Out of genuine curiosity, do you have any pointers/evidence to support this. I know that some of the industry leading research labs haven't switched over to DPO yet, in spite of the fact that DPO is significantly faster than RLHF. It might just be organizational inertia, but I do not know. I would be very happy if simpler alternatives like DPO were as good as RLHF or better, but I haven't seen that proof yet.

changoplatanero · on Feb 12, 2024

I can second that. From what I’ve heard from people at leading labs, it’s not clear that dpo is worth switching to from RLHF

behnamoh · on Feb 11, 2024

This. If I'm the type of person who wants to do RLHF, then I'm the type of person who wants control and doesn't like delegating it to imported libraries.

patelajay285 · on Feb 11, 2024

This is built for ML researchers out of an academic lab. There's a ton of functionality in the library (beyond RLHF and alignment) that ML researchers do every day to write papers and run experiments that the library helps abstract and make repeatable and usable.

Unless your research hypothesis is specifically around improving or changing RLHF, it's unlikely you should be implementing it from scratch. Abstractions are useful for a reason. The library is quite configurable to let you tune any knobs you would want.

patelajay285 · on Feb 11, 2024

This is developed for researchers, so I assure it’s very hackable and configurable. ;-) but appreciate the feedback on the title!

tgsovlerkhgsel · on Feb 11, 2024

Honestly the amount of complicated boilerplate that you're supposed to write from scratch every time you do something with ML (in some of the major frameworks) deterred me from touching anything ML-related for a long time.

As far as I understand, what the training loop is supposed to be doing is pretty static and you don't need to understand most of it in order to "do ML", but at the same time it's full of complicated things to get right (which would be much easier to understand when controlled through well defined parameters instead of mixing boilerplate and config).

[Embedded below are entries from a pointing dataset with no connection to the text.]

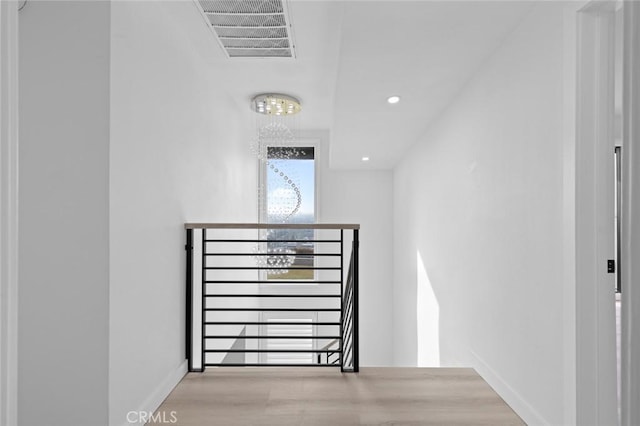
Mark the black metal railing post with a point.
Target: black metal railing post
(223, 302)
(189, 299)
(356, 259)
(204, 301)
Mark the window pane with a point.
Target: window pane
(291, 199)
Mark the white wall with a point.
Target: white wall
(8, 212)
(64, 223)
(478, 209)
(364, 197)
(175, 156)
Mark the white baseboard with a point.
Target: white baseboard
(528, 414)
(151, 404)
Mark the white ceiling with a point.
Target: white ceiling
(352, 55)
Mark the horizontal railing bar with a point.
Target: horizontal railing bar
(260, 351)
(274, 295)
(275, 309)
(252, 38)
(247, 27)
(336, 226)
(269, 241)
(269, 323)
(274, 281)
(281, 13)
(273, 254)
(268, 365)
(207, 336)
(265, 268)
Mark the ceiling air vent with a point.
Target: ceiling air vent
(251, 28)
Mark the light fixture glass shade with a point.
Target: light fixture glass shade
(275, 104)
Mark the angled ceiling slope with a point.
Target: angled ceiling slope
(251, 28)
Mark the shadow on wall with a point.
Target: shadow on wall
(428, 318)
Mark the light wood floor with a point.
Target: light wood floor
(315, 396)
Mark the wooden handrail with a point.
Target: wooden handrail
(271, 226)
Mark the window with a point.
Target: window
(290, 187)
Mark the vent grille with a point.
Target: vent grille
(251, 28)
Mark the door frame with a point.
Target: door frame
(8, 212)
(630, 267)
(596, 385)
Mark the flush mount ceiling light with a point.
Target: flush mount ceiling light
(275, 104)
(393, 99)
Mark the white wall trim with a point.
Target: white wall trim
(630, 266)
(153, 402)
(506, 392)
(8, 212)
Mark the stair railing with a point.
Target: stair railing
(248, 287)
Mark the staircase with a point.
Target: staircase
(276, 295)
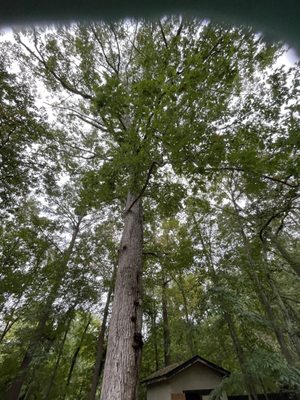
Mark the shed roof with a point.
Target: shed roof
(171, 370)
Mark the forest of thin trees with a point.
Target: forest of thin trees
(150, 177)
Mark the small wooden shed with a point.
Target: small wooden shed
(193, 379)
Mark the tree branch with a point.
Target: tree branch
(144, 187)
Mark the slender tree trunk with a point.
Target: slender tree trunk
(14, 391)
(154, 334)
(293, 261)
(293, 335)
(166, 327)
(189, 325)
(100, 341)
(251, 271)
(240, 356)
(9, 324)
(248, 379)
(55, 369)
(15, 388)
(124, 338)
(75, 356)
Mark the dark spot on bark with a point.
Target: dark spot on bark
(138, 341)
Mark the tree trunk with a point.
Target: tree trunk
(100, 341)
(166, 327)
(248, 379)
(124, 338)
(293, 261)
(14, 391)
(293, 334)
(55, 369)
(240, 356)
(250, 269)
(15, 388)
(75, 356)
(154, 334)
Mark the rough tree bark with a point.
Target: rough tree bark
(124, 338)
(100, 341)
(166, 328)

brigadier132 · on Feb 11, 2024

I always appreciate these projects because I just dive into the code itself and copy out what I need once the wrapper becomes too much of a burden.

patelajay285 · on Feb 11, 2024

That’s totally valid and something we would even encourage! This project is for researchers so if there is a point where the abstraction is no longer useful, by all means configure, or subclass, or copy code.

rovr138 · on Feb 11, 2024

Of course. And they're not saying they don't have a place.

They're saying why does it matter if it's 50 vs 60 or even 100. It's a wrapper, which should be less lines. That's the whole point. Abstracting things even further and making assumptions.

Of course you can use them. Of course you can remove them after and use the underlying code. But the LOC shouldn't be the important part of it

verticalscaler · on Feb 11, 2024

Yes you do. Most casuals are downright afraid of code. This messaging is meant to make the project more approachable.

Kind of like everybody knows the pop-science around e = mc^2 but most are completely oblivious that it takes a bunch of whiteboards to derive it and what all that actually means.

No pithy formula no way for the actual ideas to spread to the mainstream for you to somehow hear about it.

antonvs · on Feb 11, 2024

This reminds me of the advice Stephen Hawking's publisher gave him, which was that every equation he included in his book, A Brief History of Time, would cut the sales of the book in half. As a result the only equation that ended up in the book was E=mc^2.